On Sunday, my Italian-Brazilian host family took me to their church. This story will make more sense if I tell you that I grew up in a Unitarian Universalist congregation and I have attended Catholic church services exactly twice, once for my church’s Neighboring Faiths class, and the other for a good friend’s confirmation ceremony. In both cases, I was a visitor and I knew I would go back to my own faith afterwards. Not this week. On Sunday morning, I walked in and was greeted by an usher and a 20-foot-tall mosaic of the ascension of Christ. At minimum, this will be a cultural experience, I thought as I sat with my host family. People around us talked or prayed softly. The congregation was mostly older people with a few younger couples and their children. The service started with music. Everyone around me sang with strength and conviction and could pronounce the words projected on to the walls at the front of the church. I tried. I gave up. As the hymn ended, the procession of clergy and lay-leaders came up the center aisle of the church. Two girls in white robes carried candles. One person held a tall crucifix. The priest walked behind them all with a green stole draped over his shoulders and a silver cross resting on his chest.
He read a passage from the Bible in Portuguese that I understood about as well as I would have understood the original Latin. He gave a sermon that I understood bits and pieces of. “Deus está no coração, a casa, a cidade…” The people around me knew when to stand, when to sit, when to kneel, how to cross themselves at the end of a prayer. They sang as though they were personally trying to serenade God, holding their hands out in front of them and closing their eyes. I loved the expressions on their faces as they lost themselves in their worship, and I envied them the ease of their certitude. I felt like a pretender. I didn’t believe the same things or know the same rituals. This was not my tradition. I was a stranger. An intruder. Without my language, without my community, I could not feel that sense of peace. The language around God was so strict and formal, the people prayed out-loud and in unison, looking down at their hands, the floor, the back of the next pew. I didn’t know the words, couldn’t understand the devotions. My church emphasizes common ethics and values more than common belief, and I never look down when I pray because I find the sky inspiring, and I believe that feeling close to the divine is more important that how that closeness is established. In my head, I bargained. If I take part in this, I’m not really cheating on my church because the two beliefs aren’t completely incompatible. It didn’t work. I couldn’t bring myself to profess something I didn’t believe in. I would have loved to be in a religious space I where I could participate fully, without any sense of objection, guilt, or reservation, where I could go and feel alive in the company of others, bound together by a sense of common purpose and values. This Catholic church was not that space.

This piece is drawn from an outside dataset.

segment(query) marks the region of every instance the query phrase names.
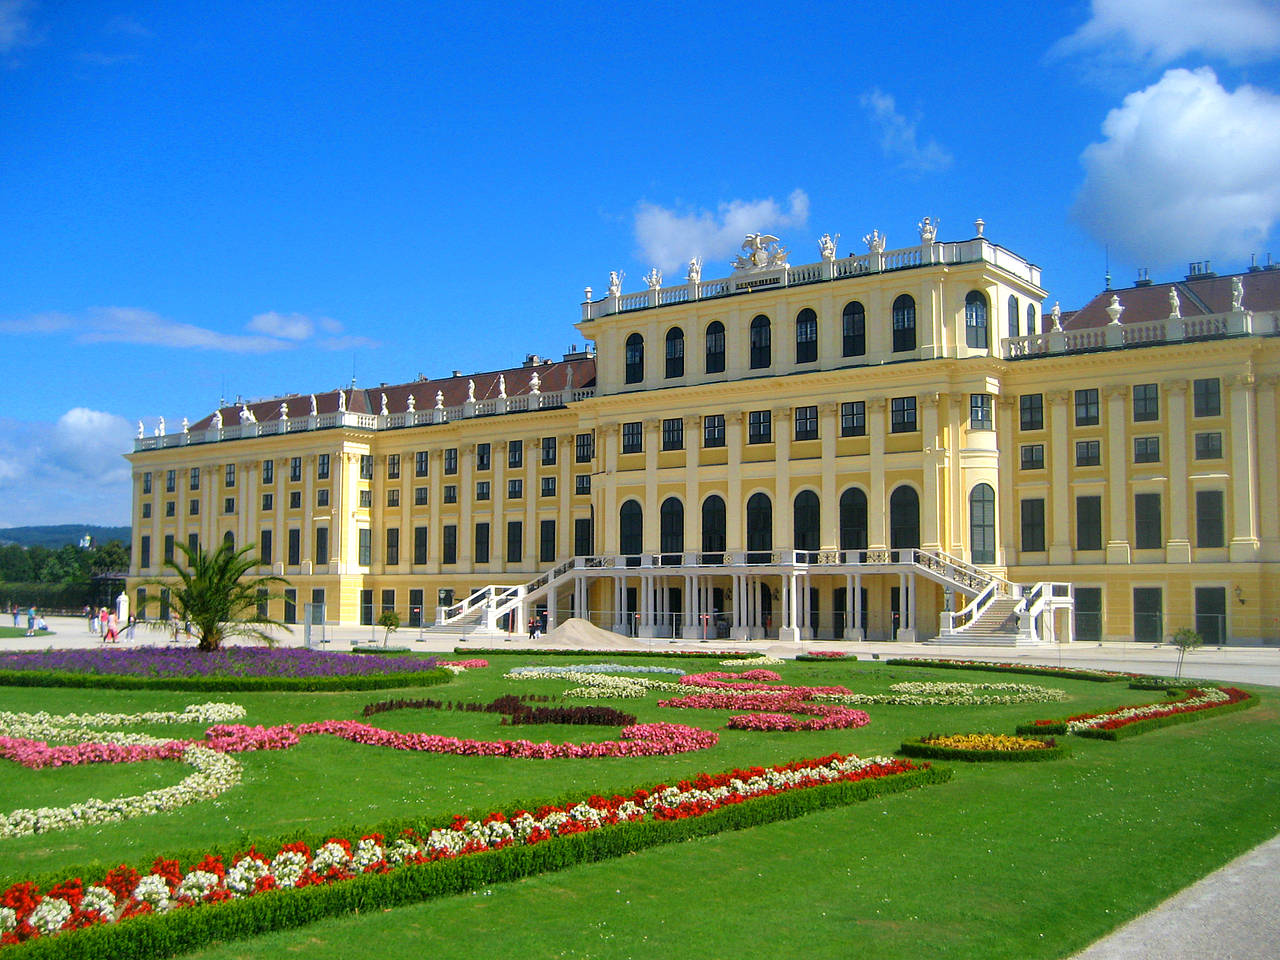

Everyone around me stood and lined up to take communion, but as a non-Catholic I stayed in my pew and watched. I felt very much alone. Eventually, everyone returned to their seats, and the priest read out the benediction and the announcements. At the very end of the service, everyone turned and greeted their neighbors and wished them o paz in a manner so familiar and yet so different from my own tradition that I wanted to cry. As we walked out of the church into the rainy parking lot, my host family asked me what I thought about the service. “Está linda.” I told them. “Mas, eu não sou Cathólica.” They asked what I believed in, but I didn’t have the words to explain my faith or my traditions, especially not my unique twists on them. How could I explain, in my limited Portuguese, the feeling of being accepted and celebrated as an individual part of a larger world? How could I explain that I call my ministers by their first names, and that congregants are encouraged to form their own relationships with the divine? How could I explain that sometimes I don’t need a church to find God, that having a full heart and soul makes me feel alive and closer to God than any clergyman or hierarchy? The concepts are complicated enough in English. “Minha religião não é muito comum no Brasil.” I responded in battered Portuguese, wishing I could find the right words, the right space. I missed the warmth of my faith community dearly, wanted nothing more than to talk to God as a friend rather than as someone to be feared. As my host father pulled the truck out of the parking lot he turned around and smiled at me. “Muitas religiões, mas é o mesmo Deus.” He said “É tudo bem.” I nodded. “Eu entendo.”
At minimum, this will be a cultural experience, I thought, but one day it could feel like home.